If Reinfeldt’s centre-right wins the election, it will become the first right-wing government to be re-elected in nearly a century.

Far-right gains

The apparent rise of the far-right Sweden Democrats has been given a lot of attention in the run-up to the election. Both Sahlin and Reinfeldt have stressed the importance of achieving a majority government to prevent the Sweden Democrats from getting any influence on the balance of power.

“Don’t expose Sweden to this experiment [of allowing the Sweden Democrats into parliament]. Make sure they don’t get any power,” Reinfeldt said on Saturday, urging Swedes to vote in “a stable majority government.”

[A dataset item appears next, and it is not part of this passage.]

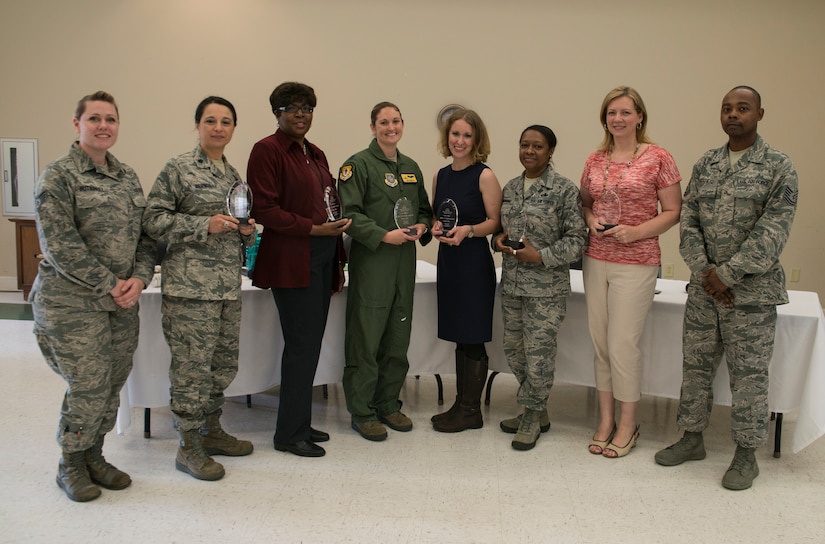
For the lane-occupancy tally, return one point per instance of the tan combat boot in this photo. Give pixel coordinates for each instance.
(101, 471)
(193, 459)
(73, 477)
(217, 442)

The ruling coalition has vowed to negotiate with the Green Party if it fails to win an outright majority, to avoid being dependent on support from SD. Meanwhile, the opposition has said that if it becomes the strongest bloc, it will seek to win over one of the smaller parties from the centre-right.

The Sweden Democrats campaign has been based on warnings of the Muslims’ “growing influence” in the country. Kent Ekeroth, SD’s international secretary, has said ethnic Swedes could become “second class citizens.”

The party says immigration is draining the welfare system. It wants to cut asylum and immigration by relatives of people already living in Sweden by 90 per cent.

Immigrants make up 14 per cent of the country’s population of 9.4 million, with the biggest group from neighbouring Finland followed by Iraq, the former Yugoslavia and Poland.

Polling stations will be closing at 8:00 pm local time (18:00 GMT). The outcome of Swedish polls is normally revealed within few hours, but this year, a record two million advance votes could delay final results, as some of those ballots may not be counted until Wednesday.

Voter turnout in Sweden is traditionally high and stood at nearly 82 per cent in the last elections.